Le Mali vient de surmonter l’une des crises énergétiques les plus complexes de son histoire récente, marquant la fin d’une période de turbulences qui a mis à rude épreuve les fondements de son économie et le quotidien de ses citoyens.
Cette pénurie, qu'a connue le pays au cours du dernier trimestre de l'année 2025, loin d'être un simple aléa logistique, a été le théâtre d'une confrontation multidimensionnelle où se sont mêlés sabotages terroristes, spéculation sauvage et guerre informationnelle.
Aujourd'hui, alors que l'essence coule de nouveau régulièrement aux pompes, le retour à la normale témoigne de la synergie victorieuse entre la fermeté des autorités de la Transition et la résilience (toute malienne) des populations.
Ce sabotage systématique de l’économie malienne et la campagne médiatique internationale visant la stabilité nationale, ont atteint leur paroxysme avec cette crise du carburant. Pour bien en comprendre les subtilités, il nous faut analyser la stratégie d'asphyxie délibérée mise en œuvre par les groupes terroristes et leurs sponsors. En ciblant les citernes et les infrastructures de transport, ces groupes terroristes cherchaient à paralyser les secteurs vitaux du pays, et au-delà, à provoquer carrément l’effondrement de l’État. Cette agression contre notre pays était appuyée par une intense cabale médiatique sans précédent.
Ainsi, de fausses nouvelles ont circulé sur un prétendu encerclement de Bamako ; des appels émanant de certaines missions diplomatiques ont été diffusés en boucle pour quitter immédiatement le Mali et des annonces de rupture définitive de stocks de carburants et produits ont été entendues sur des médias payés pour créer une panique générale.

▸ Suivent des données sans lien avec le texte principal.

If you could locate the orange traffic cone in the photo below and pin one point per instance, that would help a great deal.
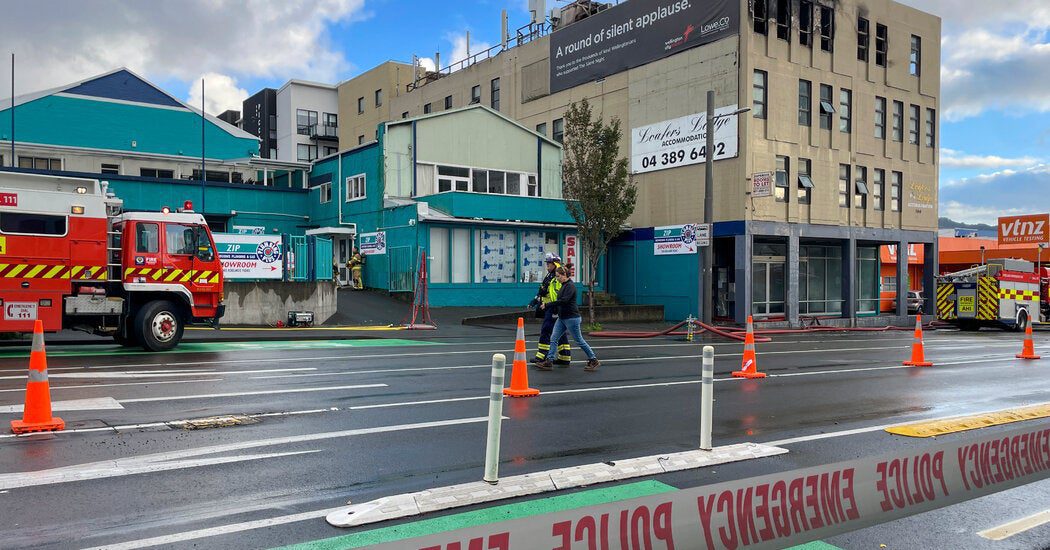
(918, 356)
(749, 365)
(37, 416)
(1028, 351)
(519, 373)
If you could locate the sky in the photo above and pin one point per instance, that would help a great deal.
(995, 65)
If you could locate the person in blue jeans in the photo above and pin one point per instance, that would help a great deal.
(568, 321)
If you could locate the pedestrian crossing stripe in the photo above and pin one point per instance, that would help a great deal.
(51, 271)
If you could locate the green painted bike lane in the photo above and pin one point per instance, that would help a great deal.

L'objectif était clair : transformer les difficultés d'approvisionnement en une révolte populaire et instaurer un climat d’insurrection, et même la chute des institutions de la République.
La contre-offensive du Gouvernement : l’opération Fouga Kène et la bataille du récit
Face à cette menace hybride, la réaction du gouvernement, sur instruction du Chef de l’Etat, Général d’Armée Asssimi Goïta, a été immédiate et globale sous la supervision du Premier ministre, le Général de division Abdoulaye Maïga. La riposte s'est d'abord matérialisée sur le terrain sécuritaire par le lancement de l’opération Fouga Kène. Ce dispositif sécuritaire robuste a non seulement permis de sécuriser les convois de citernes sur les axes stratégiques, mais aussi, permis de neutraliser un important lot de terroristes retranchés dans nos forêts. Des patrouilles mixtes des Fama continuent d’assurer la sécurisation des convois de citernes jusqu’à leur destination, afin de réguler l’approvisionnement correct de tout le pays en hydrocarbure. Par ailleurs, la création du Centre de Gestion des Crises (CGC) a permis de reprendre l'initiative sur le front de l'information. Par la publication de bulletins réguliers et factuels, le Gouvernement a opposé la transparence aux fantasmes de la désinformation, rétablissant ainsi la sérénité nécessaire à la résolution de la crise.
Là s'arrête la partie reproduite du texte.